BIMCO – bulk carriers dropped by a staggering 92%

In the first two months of 2025, orders for new bulk carriers dropped by a staggering 92% compared to the same period last year, hitting their lowest point in at least three decades. January saw minimal activity, and not a single new vessel was ordered in February. According to BIMCO, this steep decline is likely due to weak freight rates, high prices for new ships, extended delivery times, and general market uncertainty.

Bulk carrier contracting began slowing down in the second half of 2024. During this period, second-hand vessel prices (for five-year-old ships) fell by 12% in response to softening freight rates. In contrast, new-build prices barely budged—declining just 1%.

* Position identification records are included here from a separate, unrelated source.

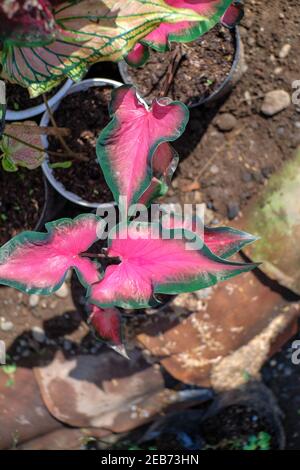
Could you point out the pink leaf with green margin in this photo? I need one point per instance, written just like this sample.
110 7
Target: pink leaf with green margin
108 324
222 241
138 56
164 164
36 262
186 31
27 22
89 31
20 154
153 264
126 147
233 15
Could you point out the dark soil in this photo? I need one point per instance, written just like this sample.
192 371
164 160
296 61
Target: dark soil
232 428
22 199
203 67
18 97
85 114
226 169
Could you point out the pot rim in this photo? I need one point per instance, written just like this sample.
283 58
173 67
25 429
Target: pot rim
39 109
123 69
48 172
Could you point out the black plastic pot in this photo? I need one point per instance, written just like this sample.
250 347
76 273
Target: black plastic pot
187 430
237 70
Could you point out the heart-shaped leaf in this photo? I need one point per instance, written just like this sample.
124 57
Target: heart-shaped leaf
35 262
28 22
126 147
90 31
153 262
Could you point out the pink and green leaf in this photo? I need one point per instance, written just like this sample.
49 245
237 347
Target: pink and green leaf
36 262
89 31
155 262
211 12
27 22
127 146
138 56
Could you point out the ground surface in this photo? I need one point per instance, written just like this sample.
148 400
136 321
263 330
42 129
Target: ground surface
223 169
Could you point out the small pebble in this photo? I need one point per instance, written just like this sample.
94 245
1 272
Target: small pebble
275 101
233 210
34 300
284 51
226 122
214 169
63 291
38 334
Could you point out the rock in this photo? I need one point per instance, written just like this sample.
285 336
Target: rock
214 169
67 345
246 176
226 122
34 300
233 210
275 101
63 291
191 186
284 51
6 325
38 334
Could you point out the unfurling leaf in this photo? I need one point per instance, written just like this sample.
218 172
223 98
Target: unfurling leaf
132 149
222 241
19 154
35 262
153 263
107 324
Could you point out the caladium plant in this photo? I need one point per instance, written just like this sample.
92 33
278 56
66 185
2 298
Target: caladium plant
228 12
41 45
142 132
142 259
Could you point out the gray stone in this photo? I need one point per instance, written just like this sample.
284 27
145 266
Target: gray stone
226 122
275 101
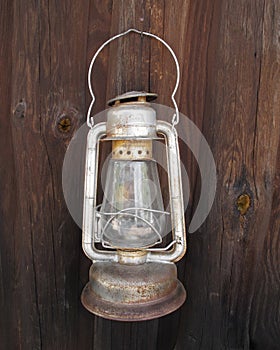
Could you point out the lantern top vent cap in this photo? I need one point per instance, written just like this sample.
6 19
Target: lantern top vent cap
133 96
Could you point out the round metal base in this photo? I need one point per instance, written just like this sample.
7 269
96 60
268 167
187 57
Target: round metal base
133 292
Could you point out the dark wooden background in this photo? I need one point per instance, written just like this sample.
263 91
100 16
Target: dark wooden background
229 53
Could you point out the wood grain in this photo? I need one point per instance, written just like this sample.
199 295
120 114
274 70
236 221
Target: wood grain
229 54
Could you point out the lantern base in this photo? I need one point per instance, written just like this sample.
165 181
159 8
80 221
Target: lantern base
133 292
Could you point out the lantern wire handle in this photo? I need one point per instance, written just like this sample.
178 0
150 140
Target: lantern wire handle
175 119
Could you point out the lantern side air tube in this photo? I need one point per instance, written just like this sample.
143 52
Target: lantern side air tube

A surge in newbuild orders in other shipping segments—particularly container ships and tankers—has kept newbuild prices high, as all sectors compete for limited shipyard capacity. This competition has also led to longer delivery times: smaller bulk carriers ordered today are not expected to be delivered before 2027, while larger vessels may not be handed over until 2028.

Mid-term market prospects for bulk carriers remain uncertain. Demand forecasts for iron ore and coal are weak, and intensifying global trade tensions could place further pressure on these commodities.

Currently, the orderbook for bulk carriers stands at around 10% of the global fleet—enough to replace aging vessels in a stable market. The bulk carrier fleet is also younger on average compared to container ships and tankers, and fewer ships are approaching typical recycling age. Still, the fleet is gradually aging, with the average vessel now nearly 13 years old.

The panamax segment makes up the largest share of the orderbook, accounting for 34% of total capacity and 14% relative to the existing fleet. Although most of the few orders placed so far this year were panamaxes, contracting in this segment is down 83% year-over-year. Given the sharp drop in panamax freight rates over the past eight months, this downward trend may persist in the short term.

The capesize segment comprises 29% of the current orderbook, but only 8% relative to the fleet—making it the segment with the lowest orderbook-to-fleet ratio. Capesize contracting saw stronger momentum in 2024, buoyed by a firmer market. However, no large vessel orders have been placed so far in 2025.

Looking ahead, fleet renewal and decarbonization are expected to be the main drivers of new orders, as demand growth is projected to remain subdued. Older bulk carriers are already losing competitiveness due to environmental regulations that restrict their sailing speeds. As these regulations tighten in the coming years, there may be increased incentives to recycle aging vessels.